Incredible shrinking rights

In the past decade, U.S. citizens have seen shrinkage of their rights of free speech, habeas corpus, and freedom from torture; their independent press; the line between church and state; and the separation of powers.

Britain has lost or is losing many of its publicly owned assets — water, rail, schools, the London Tube, air traffic control — and the BBC is sliding irretrievably downward, which will mean the slow death of literacy in a nation that used to lead the world.

Here in Canada, we have a government at war with its own bureaucracy, “equality” for women is officially no longer sought, the CBC is running criminally short of money, our infrastructure is cratering, we have no plan to cope with, much less reduce, global warming, Parliament’s question period sounds like peasants fighting with cudgels and pikestaffs, and the government plays fast and loose with the desire of Canadians not to be irradiated.

And no one is demonstrating. No one is orating, or even shouting. We’ll get what’s coming to us. It’s what happens to people who don’t defend their rights.

This Week

Here’s another example of Canadian willingness to take abuse without question. It was recently alleged (unfairly, I think) that a Texas prosecutor referred to blacks on a Houston jury as “Canadians,” thus leading some Canadians to think they were regarded as lesser.

In fact, many Texans would not even be aware of the existence of Canada.
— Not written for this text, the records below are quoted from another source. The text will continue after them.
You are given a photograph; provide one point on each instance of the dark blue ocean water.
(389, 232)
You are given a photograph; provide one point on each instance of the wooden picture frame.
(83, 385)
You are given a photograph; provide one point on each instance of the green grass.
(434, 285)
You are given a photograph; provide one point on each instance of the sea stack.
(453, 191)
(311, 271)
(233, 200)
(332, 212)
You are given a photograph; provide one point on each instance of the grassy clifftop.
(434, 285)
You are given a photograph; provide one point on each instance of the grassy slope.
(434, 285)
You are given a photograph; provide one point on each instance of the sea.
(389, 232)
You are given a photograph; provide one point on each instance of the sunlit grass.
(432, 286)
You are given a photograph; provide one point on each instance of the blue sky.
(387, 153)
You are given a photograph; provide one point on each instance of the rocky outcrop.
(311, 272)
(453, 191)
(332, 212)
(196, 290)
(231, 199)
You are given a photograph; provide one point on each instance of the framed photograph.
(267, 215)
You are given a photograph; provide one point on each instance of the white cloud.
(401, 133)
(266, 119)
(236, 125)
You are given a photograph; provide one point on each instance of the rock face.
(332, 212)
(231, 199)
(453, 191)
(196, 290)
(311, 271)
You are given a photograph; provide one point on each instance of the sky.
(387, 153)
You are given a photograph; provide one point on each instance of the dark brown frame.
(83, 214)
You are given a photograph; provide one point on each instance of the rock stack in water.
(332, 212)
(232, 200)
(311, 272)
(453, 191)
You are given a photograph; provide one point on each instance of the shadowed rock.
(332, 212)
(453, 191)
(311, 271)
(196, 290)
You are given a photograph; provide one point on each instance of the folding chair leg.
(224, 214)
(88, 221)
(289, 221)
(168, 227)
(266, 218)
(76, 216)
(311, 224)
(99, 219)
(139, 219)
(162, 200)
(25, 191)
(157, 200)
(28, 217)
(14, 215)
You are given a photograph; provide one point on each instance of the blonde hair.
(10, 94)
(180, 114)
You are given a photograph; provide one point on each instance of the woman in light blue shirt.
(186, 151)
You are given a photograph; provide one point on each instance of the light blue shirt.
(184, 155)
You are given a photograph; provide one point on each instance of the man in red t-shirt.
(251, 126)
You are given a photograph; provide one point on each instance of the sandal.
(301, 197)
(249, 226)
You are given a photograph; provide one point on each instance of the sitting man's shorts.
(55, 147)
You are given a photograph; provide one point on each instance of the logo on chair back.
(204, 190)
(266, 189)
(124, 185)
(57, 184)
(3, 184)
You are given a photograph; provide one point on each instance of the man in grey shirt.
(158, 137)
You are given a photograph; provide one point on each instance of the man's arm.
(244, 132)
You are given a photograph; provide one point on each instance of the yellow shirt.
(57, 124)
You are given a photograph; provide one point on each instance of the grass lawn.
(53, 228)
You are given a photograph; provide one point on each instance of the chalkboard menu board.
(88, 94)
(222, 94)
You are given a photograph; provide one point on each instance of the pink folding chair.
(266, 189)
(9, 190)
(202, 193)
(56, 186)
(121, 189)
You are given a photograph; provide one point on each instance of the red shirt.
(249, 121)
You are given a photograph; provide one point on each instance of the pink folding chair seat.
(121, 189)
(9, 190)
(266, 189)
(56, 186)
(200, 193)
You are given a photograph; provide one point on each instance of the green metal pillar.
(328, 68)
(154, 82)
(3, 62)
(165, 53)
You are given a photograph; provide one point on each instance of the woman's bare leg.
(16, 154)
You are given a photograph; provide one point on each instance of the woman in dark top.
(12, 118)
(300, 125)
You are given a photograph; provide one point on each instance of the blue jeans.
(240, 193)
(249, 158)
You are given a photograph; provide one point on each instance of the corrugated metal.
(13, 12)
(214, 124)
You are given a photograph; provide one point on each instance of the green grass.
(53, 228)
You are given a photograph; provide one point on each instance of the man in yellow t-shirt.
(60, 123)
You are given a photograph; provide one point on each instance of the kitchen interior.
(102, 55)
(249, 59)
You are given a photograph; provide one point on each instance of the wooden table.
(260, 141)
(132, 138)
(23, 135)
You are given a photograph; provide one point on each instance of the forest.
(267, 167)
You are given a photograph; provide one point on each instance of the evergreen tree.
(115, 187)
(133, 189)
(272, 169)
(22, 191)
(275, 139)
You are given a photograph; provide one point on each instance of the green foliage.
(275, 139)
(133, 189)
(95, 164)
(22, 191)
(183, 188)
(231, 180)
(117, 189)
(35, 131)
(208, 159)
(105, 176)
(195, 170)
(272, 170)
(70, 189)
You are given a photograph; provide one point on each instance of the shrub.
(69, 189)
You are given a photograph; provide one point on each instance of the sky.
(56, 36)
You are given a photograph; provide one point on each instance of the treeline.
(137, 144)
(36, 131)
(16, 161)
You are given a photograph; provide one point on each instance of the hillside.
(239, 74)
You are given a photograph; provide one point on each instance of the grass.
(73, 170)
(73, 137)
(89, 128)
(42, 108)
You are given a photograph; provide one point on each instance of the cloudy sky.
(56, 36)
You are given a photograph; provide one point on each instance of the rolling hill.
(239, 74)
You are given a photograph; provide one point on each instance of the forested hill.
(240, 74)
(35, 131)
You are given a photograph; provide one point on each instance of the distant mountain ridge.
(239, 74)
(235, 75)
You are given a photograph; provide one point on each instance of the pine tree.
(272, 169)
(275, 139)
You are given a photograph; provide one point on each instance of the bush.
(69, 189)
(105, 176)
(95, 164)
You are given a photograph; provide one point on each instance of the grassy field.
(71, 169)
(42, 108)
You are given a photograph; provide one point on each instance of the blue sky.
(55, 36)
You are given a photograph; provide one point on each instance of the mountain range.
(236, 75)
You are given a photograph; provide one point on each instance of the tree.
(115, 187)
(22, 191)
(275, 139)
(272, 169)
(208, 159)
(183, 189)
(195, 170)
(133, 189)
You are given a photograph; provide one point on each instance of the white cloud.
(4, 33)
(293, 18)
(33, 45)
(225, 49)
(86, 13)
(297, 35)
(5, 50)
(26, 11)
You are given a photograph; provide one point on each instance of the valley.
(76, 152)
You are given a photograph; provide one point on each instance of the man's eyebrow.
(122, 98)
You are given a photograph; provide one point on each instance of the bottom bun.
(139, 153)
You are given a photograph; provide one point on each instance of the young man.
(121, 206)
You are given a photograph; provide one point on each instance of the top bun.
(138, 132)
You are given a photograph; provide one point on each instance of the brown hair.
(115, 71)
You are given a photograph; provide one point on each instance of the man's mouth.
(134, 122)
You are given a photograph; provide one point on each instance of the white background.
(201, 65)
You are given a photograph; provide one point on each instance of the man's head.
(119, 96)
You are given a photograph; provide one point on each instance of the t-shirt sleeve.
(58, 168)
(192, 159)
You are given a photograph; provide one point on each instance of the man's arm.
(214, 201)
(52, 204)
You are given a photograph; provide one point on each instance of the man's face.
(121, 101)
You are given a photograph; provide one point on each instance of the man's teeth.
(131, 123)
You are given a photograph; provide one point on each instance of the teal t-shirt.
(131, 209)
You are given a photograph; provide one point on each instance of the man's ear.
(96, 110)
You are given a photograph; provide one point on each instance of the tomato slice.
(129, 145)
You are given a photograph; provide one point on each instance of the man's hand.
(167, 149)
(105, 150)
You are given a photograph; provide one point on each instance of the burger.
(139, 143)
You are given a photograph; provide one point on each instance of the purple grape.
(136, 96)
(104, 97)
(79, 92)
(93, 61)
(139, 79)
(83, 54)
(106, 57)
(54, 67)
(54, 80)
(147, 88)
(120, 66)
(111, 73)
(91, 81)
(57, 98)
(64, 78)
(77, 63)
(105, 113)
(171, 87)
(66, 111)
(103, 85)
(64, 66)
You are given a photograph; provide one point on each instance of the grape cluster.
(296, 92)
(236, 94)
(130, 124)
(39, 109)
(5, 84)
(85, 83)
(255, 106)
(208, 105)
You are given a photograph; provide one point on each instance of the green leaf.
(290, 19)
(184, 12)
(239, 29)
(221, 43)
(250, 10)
What they do know is the Canadian River, a tributary of the Arkansas River, that runs east-southeast through the Texas Panhandle. It derives from the Mexican-Spanish word “cañada,” meaning “small canyon” or a cliff edge along a river that is a natural barrier for sheep herds.

The tilde over the n was dropped by ye olde mapmakers, “Canadian” became a Texas slur, and today Canadians are mystified by news of their unpopularity in George Bush’s hometown.

Here’s your prize: The above information comes from Annie Proulx’s 2002 novel That Old Ace in the Hole, about young Bob Dollar, an agent for industrial hog farming, who sets out to buy up land in the Panhandle. It’s a great novel, although you will never eat pork again.